Both formats are equivalent. The object format with the "tasks" key is recommended as it leaves room for future top-level metadata.


Task Fields

Each task object supports the following fields:

Field Required Type Default Description
id yes string Unique task identifier. Supports dot-notation for hierarchical grouping (e.g., build.x).
name yes string Human-readable display name shown in the UI.
command yes string Shell command to execute. Can be multi-line.
working_dir no string "~" Working directory for the command. Supports ~ expansion. For git workflows, relative paths resolve against the clone directory.
partition no string "normal" Scheduler partition/queue to submit to. For PBS backends, this may be overridden by the backend's queue setting.
cpus no integer 1 Number of CPUs per task.
memory no string "4G" Memory allocation. Use Slurm format (e.g., "4G", "500M", "16G"). Automatically converted to PBS format when needed.
time_limit no string "1:00:00" Wall-time limit in HH:MM:SS format.
deps no array [] List of task IDs this task depends on.
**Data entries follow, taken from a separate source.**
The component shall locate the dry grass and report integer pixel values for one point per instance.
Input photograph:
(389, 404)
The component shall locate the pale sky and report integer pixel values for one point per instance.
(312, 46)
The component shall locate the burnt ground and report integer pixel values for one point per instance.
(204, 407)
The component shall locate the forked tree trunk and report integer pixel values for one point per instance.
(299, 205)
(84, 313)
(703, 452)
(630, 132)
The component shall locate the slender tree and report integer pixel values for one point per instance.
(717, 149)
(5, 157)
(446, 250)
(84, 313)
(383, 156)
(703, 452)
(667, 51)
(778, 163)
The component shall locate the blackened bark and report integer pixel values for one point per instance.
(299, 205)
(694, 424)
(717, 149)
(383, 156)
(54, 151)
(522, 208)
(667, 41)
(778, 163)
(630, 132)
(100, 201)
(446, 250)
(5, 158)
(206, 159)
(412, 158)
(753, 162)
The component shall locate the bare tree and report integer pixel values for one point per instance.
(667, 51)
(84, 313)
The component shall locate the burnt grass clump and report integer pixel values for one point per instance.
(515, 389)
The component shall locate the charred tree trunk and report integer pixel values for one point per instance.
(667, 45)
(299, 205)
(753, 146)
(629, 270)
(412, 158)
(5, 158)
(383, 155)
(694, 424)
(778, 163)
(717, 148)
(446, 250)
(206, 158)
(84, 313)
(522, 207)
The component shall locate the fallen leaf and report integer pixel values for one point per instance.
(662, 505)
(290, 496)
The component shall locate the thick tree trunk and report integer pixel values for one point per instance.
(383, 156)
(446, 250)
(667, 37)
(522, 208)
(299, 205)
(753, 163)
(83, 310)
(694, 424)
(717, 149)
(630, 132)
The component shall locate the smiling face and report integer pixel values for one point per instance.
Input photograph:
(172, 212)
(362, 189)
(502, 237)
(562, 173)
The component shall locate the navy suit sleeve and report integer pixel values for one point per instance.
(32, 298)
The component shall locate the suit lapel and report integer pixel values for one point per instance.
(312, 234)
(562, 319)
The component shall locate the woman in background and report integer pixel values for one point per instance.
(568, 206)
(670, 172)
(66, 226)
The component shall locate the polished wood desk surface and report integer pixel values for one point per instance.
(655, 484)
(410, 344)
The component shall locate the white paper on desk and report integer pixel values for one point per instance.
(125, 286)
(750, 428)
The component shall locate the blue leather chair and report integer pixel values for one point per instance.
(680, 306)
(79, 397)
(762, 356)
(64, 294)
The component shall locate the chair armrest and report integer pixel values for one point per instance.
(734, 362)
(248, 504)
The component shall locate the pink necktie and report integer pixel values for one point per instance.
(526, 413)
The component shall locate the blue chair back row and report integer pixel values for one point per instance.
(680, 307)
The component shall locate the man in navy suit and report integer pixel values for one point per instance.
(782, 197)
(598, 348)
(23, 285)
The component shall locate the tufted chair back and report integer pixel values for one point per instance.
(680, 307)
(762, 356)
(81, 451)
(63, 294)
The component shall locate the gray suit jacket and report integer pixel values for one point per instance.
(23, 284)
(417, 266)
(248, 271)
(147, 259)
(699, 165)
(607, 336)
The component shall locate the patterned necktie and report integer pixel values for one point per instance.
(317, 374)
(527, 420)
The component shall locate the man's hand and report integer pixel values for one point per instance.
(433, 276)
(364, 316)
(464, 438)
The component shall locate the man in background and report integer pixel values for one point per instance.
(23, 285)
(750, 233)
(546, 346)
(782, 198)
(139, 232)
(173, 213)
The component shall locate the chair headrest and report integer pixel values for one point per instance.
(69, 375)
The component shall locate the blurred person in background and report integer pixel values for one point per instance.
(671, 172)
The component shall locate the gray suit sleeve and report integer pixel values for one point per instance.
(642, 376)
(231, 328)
Supports wildcard patterns. See Dependencies.
output_file no string auto Custom path for stdout log. If not set, defaults to <log_dir>/scripthut_<run_id>_<task_id>.out.
error_file no string auto Custom path for stderr log. If not set, defaults to <log_dir>/scripthut_<run_id>_<task_id>.err.
environment no string null Name of a named environment from the configuration.
env_vars no object {} Per-task environment variables as key-value pairs.
generates_source no string null Path to a JSON file this task creates on the backend containing additional tasks. See Dynamic Task Generation.

Minimal Example

The only required fields are id, name, and command:

{
  "tasks": [
    {
      "id": "hello",
      "name": "Hello World",
      "command": "echo 'Hello from ScriptHut!'"
    }
  ]
}

This task will run with default resources: 1 CPU, 4G memory, 1 hour time limit, in the normal partition.

Full Example

{
  "tasks": [
    {
      "id": "train-model-v1",
      "name": "Train Model v1",
      "command": "python train.py --config config.yaml --seed 42",
      "working_dir": "/home/user/project",
      "partition": "gpu",
      "cpus": 4,
      "memory": "16G",
      "time_limit": "4:00:00",
      "output_file": "/scratch/user/logs/train-v1.out",
      "error_file": "/scratch/user/logs/train-v1.err",
      "environment": "python-ml",
      "env_vars": {
        "MODEL_NAME": "resnet50",
        "DATA_DIR": "/scratch/data/imagenet"
      }
    }
  ]
}

Dependencies

Tasks can declare dependencies on other tasks using the deps field. A task will not be submitted to the scheduler until all of its dependencies have completed successfully.

Basic Dependencies

Reference other tasks by their id:

{
  "tasks": [
    {
      "id": "download",
      "name": "Download Data",
      "command": "wget https://example.com/data.tar.gz"
    },
    {
      "id": "extract",
      "name": "Extract Data",
      "command": "tar xzf data.tar.gz",
      "deps": ["download"]
    },
    {
      "id": "process",
      "name": "Process Data",
      "command": "python process.py",
      "deps": ["extract"]
    }
  ]
}

In this example, extract waits for download to complete, and process waits for extract.

Wildcard Dependencies

Dependencies support glob-style wildcard patterns using *, ?, and [...]:

Pattern Matches
build.* build.x, build.y, build.z, etc.
step.? step.a, step.1, etc. (single character)
data.[ab] data.a, data.b

Wildcard patterns are expanded at run creation time against all task IDs in the same run. A wildcard that matches no tasks will cause an error.

Diamond Pattern Example

This is a common pattern where multiple tasks fan out from a single setup step and then converge:

{
  "tasks": [
    {
      "id": "setup.init",
      "name": "Setup",
      "command": "bash setup.sh"
    },
    {
      "id": "build.x",
      "name": "Build X",
      "command": "make build-x",
      "deps": ["setup.init"]
    },
    {
      "id": "build.y",
      "name": "Build Y",
      "command": "make build-y",
      "deps": ["setup.init"]
    },
    {
      "id": "final.merge",
      "name": "Merge Results",
      "command": "python merge.py",
      "deps": ["build.*"]
    }
  ]
}

The dependency graph looks like:

      setup.init
       /      \
  build.x    build.y
       \      /
     final.merge
  • setup.init runs first (no dependencies)
  • build.x and build.y run in parallel after setup.init completes
  • final.merge waits for all tasks matching build.* — both build.x and build.y

Dot-Notation Task IDs

Using dots in task IDs (e.g., setup.init, build.x) enables:

  1. Hierarchical display in the ScriptHut UI — tasks are grouped by their prefix
  2. Wildcard matchingbuild.* naturally matches all tasks in the build group

This convention is optional but recommended for workflows with many tasks.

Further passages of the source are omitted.